We all know that the POODLE attack has played a big role on this change, and who knows what else could happen next while most of the users are still using the TLS 1.0?

It is worth pointing out that the cryptographic algorithms are fairly secure when used with good key lengths, such as AES 128b, RSA 2048b, hashing with SHA-256 or above, or even better when the Elliptic Curve Cryptography (ECC) algorithms are implemented. However, the security flaws mostly reside on the protocols and cipher suites implementations. That’s why the SSL protocol poses a serious risk to ensure confidentiality and integrity of data being transferred between two hosts.

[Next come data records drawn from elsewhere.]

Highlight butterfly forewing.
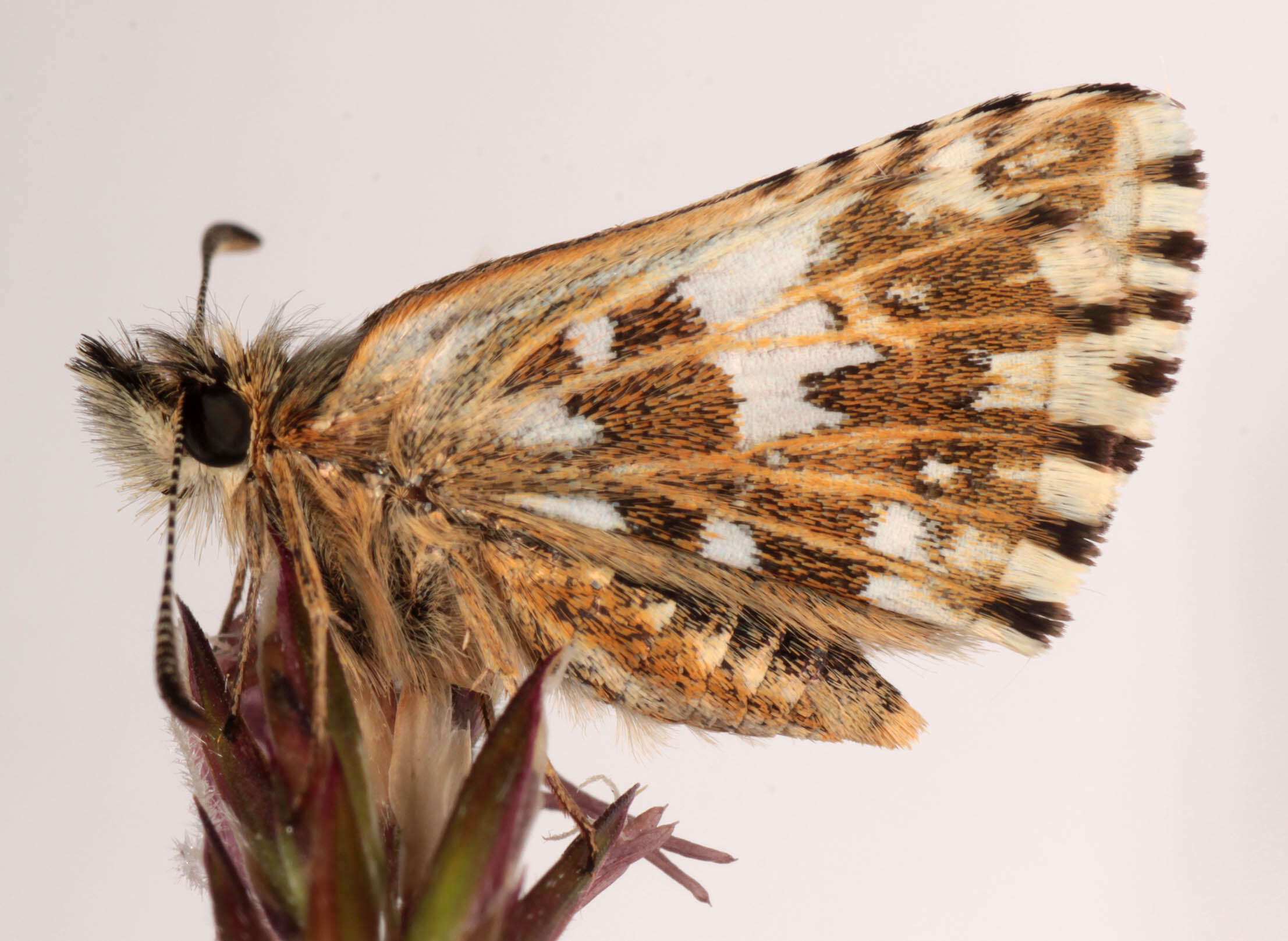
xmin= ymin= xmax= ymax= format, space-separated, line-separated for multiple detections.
xmin=306 ymin=86 xmax=1202 ymax=744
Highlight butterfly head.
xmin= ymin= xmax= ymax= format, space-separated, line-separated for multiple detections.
xmin=71 ymin=320 xmax=260 ymax=520
xmin=70 ymin=224 xmax=273 ymax=532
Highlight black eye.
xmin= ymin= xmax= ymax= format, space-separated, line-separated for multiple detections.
xmin=183 ymin=382 xmax=250 ymax=467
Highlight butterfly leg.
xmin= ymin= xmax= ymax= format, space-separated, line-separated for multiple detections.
xmin=546 ymin=758 xmax=595 ymax=846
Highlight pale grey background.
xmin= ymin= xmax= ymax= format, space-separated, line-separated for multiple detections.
xmin=0 ymin=0 xmax=1288 ymax=941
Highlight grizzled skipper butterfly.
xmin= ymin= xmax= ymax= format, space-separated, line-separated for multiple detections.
xmin=71 ymin=85 xmax=1203 ymax=747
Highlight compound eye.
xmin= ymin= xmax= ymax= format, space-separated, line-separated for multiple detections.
xmin=183 ymin=382 xmax=250 ymax=467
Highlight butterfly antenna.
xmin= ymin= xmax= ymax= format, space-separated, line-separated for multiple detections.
xmin=192 ymin=223 xmax=259 ymax=336
xmin=155 ymin=393 xmax=210 ymax=730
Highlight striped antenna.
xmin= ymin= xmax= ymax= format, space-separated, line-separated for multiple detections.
xmin=192 ymin=223 xmax=259 ymax=336
xmin=155 ymin=393 xmax=210 ymax=730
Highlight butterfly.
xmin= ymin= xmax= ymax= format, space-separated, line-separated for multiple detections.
xmin=71 ymin=85 xmax=1204 ymax=747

Looks like the draft version of TLS v1.3 will gain more visibility than ever before, and the CA/B Forum will raise more discussions between CAs and Browser vendors (Microsoft, Mozilla, Apple, Google) to define the new official standard/recommended/preferred protocol to provide communications security over the Internet.

Talking about TLS v1.3, it will also implement the One Round Trip Time (1-RTT) handshake, where the client sends the “ClientKeyExchange” message with the client’s cryptographic parameters for key establishment, and that happens even before any cipher suite is negotiated between client/server. Thus, the server can calculate the keys for encryption/authentication before the first packet is sent. Anyway, this is a subject for another post.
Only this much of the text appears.